In the “workplace” of Riley’s emotional world, puberty is represented as a giant red alarm on the computer console that goes off with a blare. It’s worth tracking from film to film the way Pixar tends to make every system in the world function as a workplace. The toys in Toy Story (1995) treat their lives as jobs with Woody as their clipboard-wielding manager rating their performances. The monsters in Monsters, Inc. (2001) work at the “scare” factory that powers the city of Monstropolis with the screams of children. Remy the rat in Ratatouille (2007) is determined to enter the high-stakes profession of top chef in the kitchen of a Parisian restaurant. Elemental (2023) concerns the personified four elements who populate Element City, Earth, Air, Fire, and Water, and the difficulties of one fiery character named Ember Lumen who’s being pressured into running her father’s convenience store, the Fireplace, until her interactions with watery plumbing inspector Wade Ripple show her that what she really wants to be is a glassmaking artist. And so on.

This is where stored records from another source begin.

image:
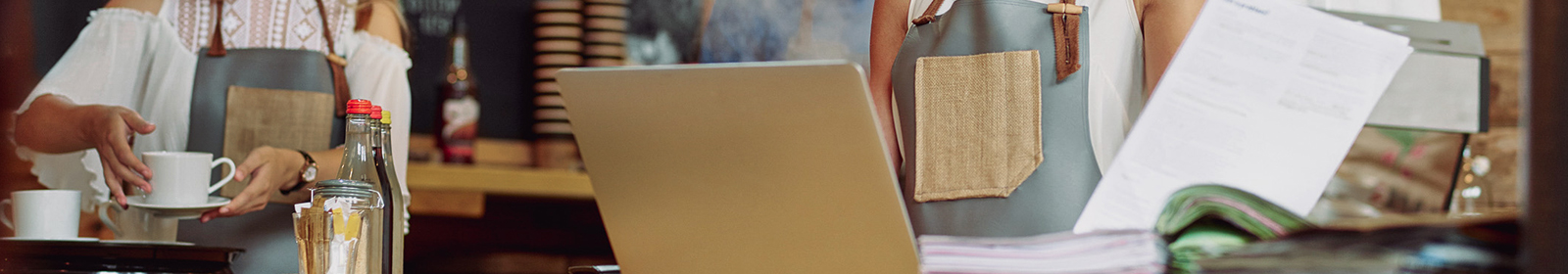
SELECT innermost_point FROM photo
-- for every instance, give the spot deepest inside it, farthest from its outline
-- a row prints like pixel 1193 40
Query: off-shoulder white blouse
pixel 140 62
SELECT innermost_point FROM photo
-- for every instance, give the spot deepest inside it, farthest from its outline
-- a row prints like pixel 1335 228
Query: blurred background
pixel 519 201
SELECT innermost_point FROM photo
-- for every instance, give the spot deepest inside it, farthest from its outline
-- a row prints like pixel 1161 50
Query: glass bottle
pixel 460 109
pixel 347 216
pixel 360 166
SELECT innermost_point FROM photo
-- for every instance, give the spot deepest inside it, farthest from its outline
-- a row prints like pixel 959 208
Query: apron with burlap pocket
pixel 992 112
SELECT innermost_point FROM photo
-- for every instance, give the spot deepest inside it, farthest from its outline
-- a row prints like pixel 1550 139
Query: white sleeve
pixel 109 65
pixel 378 70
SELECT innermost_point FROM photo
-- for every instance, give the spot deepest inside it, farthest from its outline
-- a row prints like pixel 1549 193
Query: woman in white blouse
pixel 129 75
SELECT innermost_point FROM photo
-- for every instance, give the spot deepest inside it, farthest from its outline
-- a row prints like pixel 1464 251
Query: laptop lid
pixel 741 168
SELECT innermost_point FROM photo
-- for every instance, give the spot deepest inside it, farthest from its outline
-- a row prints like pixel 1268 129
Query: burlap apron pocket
pixel 979 124
pixel 279 117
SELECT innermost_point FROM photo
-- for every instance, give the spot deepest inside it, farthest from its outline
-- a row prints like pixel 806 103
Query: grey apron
pixel 1055 192
pixel 247 98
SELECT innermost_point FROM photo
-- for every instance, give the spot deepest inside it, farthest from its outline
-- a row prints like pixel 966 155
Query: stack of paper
pixel 1262 96
pixel 1105 251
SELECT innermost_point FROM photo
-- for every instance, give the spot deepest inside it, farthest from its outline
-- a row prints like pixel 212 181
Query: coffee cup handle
pixel 226 179
pixel 5 218
pixel 104 208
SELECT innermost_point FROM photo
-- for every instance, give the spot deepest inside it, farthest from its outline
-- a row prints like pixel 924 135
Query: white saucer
pixel 78 239
pixel 135 242
pixel 179 211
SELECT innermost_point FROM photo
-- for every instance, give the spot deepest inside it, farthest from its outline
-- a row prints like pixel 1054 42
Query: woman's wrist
pixel 305 174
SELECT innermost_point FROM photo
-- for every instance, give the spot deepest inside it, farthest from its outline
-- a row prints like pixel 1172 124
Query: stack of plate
pixel 559 46
pixel 604 33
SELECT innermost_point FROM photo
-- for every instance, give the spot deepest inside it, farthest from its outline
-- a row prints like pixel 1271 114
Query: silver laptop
pixel 741 168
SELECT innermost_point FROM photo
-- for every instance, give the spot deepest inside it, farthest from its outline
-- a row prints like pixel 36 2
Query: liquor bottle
pixel 360 166
pixel 378 149
pixel 460 109
pixel 397 204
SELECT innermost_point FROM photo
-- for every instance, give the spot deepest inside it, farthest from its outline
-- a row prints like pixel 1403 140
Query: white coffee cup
pixel 44 213
pixel 137 224
pixel 184 177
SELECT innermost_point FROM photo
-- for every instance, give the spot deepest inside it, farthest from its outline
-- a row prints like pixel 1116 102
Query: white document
pixel 1264 96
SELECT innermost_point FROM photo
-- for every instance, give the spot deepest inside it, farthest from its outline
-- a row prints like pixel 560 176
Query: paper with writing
pixel 1264 96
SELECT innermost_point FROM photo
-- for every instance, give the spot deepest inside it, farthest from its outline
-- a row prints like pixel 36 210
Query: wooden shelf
pixel 499 180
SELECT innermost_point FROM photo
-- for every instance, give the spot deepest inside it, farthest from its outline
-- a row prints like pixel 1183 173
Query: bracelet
pixel 300 184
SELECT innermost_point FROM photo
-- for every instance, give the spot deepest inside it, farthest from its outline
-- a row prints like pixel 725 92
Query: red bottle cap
pixel 360 107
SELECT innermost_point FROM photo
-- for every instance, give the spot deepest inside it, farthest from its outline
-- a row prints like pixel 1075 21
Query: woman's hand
pixel 57 125
pixel 269 169
pixel 112 130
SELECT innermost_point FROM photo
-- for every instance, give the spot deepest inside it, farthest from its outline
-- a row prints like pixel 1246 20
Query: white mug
pixel 184 177
pixel 44 213
pixel 137 224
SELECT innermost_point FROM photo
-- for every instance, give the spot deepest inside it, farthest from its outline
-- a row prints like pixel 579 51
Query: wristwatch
pixel 306 174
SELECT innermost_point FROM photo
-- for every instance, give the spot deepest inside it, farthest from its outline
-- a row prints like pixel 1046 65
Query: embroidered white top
pixel 145 63
pixel 1115 69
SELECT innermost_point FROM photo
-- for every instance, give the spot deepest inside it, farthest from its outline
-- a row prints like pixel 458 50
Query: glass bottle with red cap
pixel 360 166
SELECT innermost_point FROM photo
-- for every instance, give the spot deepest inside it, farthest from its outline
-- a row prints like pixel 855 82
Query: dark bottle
pixel 460 107
pixel 396 215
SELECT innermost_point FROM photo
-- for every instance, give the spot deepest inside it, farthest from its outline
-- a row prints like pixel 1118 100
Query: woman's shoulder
pixel 264 23
pixel 151 7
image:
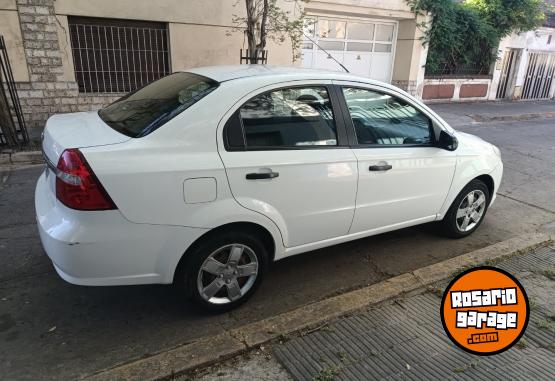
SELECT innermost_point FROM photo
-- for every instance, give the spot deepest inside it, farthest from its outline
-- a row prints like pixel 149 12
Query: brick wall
pixel 456 89
pixel 47 91
pixel 410 87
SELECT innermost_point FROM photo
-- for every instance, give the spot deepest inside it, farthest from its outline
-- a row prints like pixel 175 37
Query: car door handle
pixel 263 175
pixel 380 167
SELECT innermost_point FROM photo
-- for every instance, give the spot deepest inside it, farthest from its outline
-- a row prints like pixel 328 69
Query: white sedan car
pixel 205 177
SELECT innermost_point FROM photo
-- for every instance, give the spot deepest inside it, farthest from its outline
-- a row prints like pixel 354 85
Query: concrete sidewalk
pixel 404 339
pixel 461 114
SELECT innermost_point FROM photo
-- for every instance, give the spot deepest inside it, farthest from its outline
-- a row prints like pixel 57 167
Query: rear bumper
pixel 103 248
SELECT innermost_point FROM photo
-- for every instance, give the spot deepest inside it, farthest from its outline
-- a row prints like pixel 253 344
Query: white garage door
pixel 364 48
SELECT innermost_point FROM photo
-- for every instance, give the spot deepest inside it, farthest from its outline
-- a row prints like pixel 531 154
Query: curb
pixel 205 351
pixel 480 118
pixel 21 158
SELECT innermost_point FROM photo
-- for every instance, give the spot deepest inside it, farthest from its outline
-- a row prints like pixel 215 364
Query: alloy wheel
pixel 227 274
pixel 471 210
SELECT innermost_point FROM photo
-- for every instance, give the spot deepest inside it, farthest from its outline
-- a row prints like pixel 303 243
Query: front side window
pixel 382 119
pixel 148 108
pixel 294 117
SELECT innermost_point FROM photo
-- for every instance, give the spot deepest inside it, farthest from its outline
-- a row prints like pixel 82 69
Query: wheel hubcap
pixel 227 274
pixel 471 210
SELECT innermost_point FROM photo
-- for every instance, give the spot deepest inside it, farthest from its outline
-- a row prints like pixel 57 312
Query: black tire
pixel 449 222
pixel 187 277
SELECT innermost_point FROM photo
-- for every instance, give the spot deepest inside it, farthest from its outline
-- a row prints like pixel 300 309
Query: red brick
pixel 438 91
pixel 473 90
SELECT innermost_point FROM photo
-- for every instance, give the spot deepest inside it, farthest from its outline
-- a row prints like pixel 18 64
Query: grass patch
pixel 549 273
pixel 547 325
pixel 327 374
pixel 522 344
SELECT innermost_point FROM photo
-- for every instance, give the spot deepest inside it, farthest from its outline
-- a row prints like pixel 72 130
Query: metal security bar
pixel 539 76
pixel 117 56
pixel 507 73
pixel 13 131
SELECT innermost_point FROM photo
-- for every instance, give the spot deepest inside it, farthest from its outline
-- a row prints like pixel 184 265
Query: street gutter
pixel 209 350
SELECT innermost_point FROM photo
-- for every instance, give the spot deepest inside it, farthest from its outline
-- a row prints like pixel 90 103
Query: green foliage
pixel 267 20
pixel 465 36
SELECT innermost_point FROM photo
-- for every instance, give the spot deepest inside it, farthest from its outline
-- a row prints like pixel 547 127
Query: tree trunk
pixel 262 44
pixel 6 122
pixel 251 29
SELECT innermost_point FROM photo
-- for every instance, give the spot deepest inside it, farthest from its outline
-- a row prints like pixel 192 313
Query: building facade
pixel 79 55
pixel 526 65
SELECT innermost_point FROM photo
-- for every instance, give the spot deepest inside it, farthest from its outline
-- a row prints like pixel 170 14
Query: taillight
pixel 76 185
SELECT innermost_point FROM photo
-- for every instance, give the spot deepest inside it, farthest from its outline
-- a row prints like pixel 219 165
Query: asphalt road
pixel 50 329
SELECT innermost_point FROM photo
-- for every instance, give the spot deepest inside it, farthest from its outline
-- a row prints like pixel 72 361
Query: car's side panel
pixel 314 196
pixel 475 158
pixel 414 188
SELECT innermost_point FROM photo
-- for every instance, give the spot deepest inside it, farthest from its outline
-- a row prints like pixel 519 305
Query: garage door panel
pixel 366 49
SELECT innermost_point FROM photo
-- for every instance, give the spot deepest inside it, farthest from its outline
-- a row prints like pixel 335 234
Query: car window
pixel 386 120
pixel 294 117
pixel 143 111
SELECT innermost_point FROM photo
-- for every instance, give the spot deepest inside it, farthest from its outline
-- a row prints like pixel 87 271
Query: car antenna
pixel 329 55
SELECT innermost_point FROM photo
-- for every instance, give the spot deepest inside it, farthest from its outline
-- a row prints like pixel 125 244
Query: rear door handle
pixel 381 167
pixel 263 175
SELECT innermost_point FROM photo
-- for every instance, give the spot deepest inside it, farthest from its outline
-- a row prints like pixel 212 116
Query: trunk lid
pixel 77 130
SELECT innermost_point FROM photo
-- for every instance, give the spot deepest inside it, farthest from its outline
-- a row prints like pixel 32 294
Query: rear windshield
pixel 141 112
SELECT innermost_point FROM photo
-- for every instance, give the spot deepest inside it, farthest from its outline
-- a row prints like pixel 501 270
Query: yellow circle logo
pixel 485 310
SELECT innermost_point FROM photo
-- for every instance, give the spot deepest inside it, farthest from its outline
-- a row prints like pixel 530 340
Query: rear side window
pixel 289 118
pixel 381 119
pixel 143 111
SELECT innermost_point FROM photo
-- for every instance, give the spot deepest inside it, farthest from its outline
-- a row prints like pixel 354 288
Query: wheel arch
pixel 488 180
pixel 266 237
pixel 455 190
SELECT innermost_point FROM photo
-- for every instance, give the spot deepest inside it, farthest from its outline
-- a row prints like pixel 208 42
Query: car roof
pixel 231 72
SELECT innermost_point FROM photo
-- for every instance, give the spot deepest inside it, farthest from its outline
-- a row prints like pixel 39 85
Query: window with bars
pixel 117 56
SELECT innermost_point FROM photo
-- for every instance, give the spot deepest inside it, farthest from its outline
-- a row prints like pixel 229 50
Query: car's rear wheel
pixel 467 211
pixel 222 272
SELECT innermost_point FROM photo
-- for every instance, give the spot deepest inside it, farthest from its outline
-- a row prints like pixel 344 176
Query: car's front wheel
pixel 225 270
pixel 467 211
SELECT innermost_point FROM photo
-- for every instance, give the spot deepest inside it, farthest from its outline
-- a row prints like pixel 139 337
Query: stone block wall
pixel 48 92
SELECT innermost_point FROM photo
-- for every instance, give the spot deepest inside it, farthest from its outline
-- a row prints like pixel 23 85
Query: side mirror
pixel 447 141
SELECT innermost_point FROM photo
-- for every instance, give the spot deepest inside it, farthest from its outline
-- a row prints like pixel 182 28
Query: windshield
pixel 143 111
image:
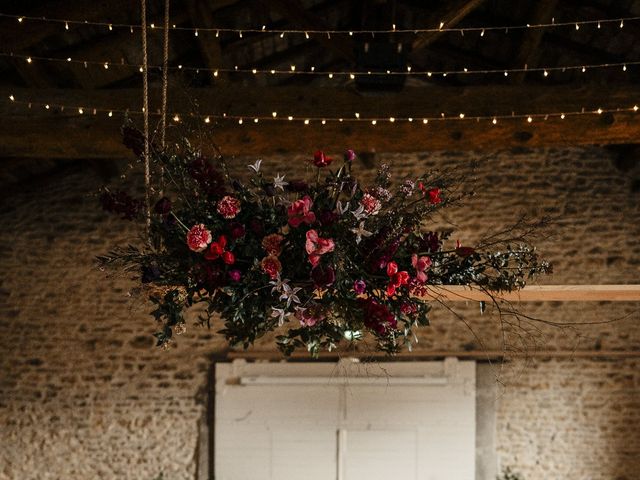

No media corporation ever did more to normalize constant work as a natural state of being, whether the worker-characters live in terms of intensely competitive professions or cogs in the wheel of vast laboring bureaucracies that order whole communities.
So naturally the arrival of more complex emotions in Riley’s system are heralded by a brusque team of workmen tearing up the place in a remodeling job to make room for the new personified feelings. They promptly wrest the controls away from Joy and Sadness and the other basic emotions. Their leader is bright orange, frizzy-haired, frenetic Anxiety (Maya Hawke), who’s obsessed with fretful plans to guarantee Riley’s future success. She’s followed by small, teal-colored, big-eyed Envy (Ayo Edebiri), huge pink hoodie-wearing Embarrassment (Paul Walter Hauser), and slim, bonelessly languid, French-accented, indigo Ennui (Adèle Exarchopoulos).
Occasionally there’s one other complex emotion that comes in unexpectedly, a grandmotherly figure with rose-colored glasses who prattles on about the good old days, named Nostalgia (June Squibb). She always gets hustled out again, assured that she won’t be needed on the job for many years to come. That bit is quite amusing.
But of the main new emotions, Ennui is the funniest of the lot and has the smallest role. Anxiety is the least funny and gets the most screentime, carrying the narrative load involving teaching a lesson — that Anxiety mustn’t be allowed to dominate the other emotions and define a child’s life. But on the other hand, Joy can’t just stuff unhappy experiences down the “repressed memory” chute either. Each of the emotion characters has their little lesson to learn in teamwork in order to help Riley mature and readjust to her new feelings so she can maintain an even keel and be a perpetual winner at life once again.
And obviously there are people who like this kind of thing — legions of them, especially those in charge of children. No matter how often there’s a rebellion against preaching and sanctimony and pedantic piety in the world of entertainment dealing with children, those tendencies come surging back. Lewis Carroll wrote Alice in Wonderland in part to reject the tendency of children’s literature toward Victorian moralizing. Warner Brothers’ Looney Tunes cartoons functioned as the purveyor of anti-Disney animation, defiantly sticking with raucously funny characters and impious, satirical attitudes.
We get alternative animated films and film companies sometimes, but they lack the overwhelming reach and staying power of the Disney-Pixar juggernaut. Laika, for example, started so promisingly with the darkly inspired Coraline (2009) and ParaNorman (2012), but has let us down in recent years with increasingly soft, unmemorable fare. The last film the company produced was Missing Link (2019). The Ice Age (2002) franchise created by Blue Sky Studios was pretty good, but the company got taken over by Disney. And Rango (2011) was, sadly, a brilliant Gore Verbinski one-off.
But Disney-Pixar we have always with us. We can expect Inside Out 3 in a few years, when Riley gets her first crush, and the character of Infatuation — fuchsia-colored, I presume — takes over to briefly unsettle the smoothly operating emotional workplace of her banal inner life.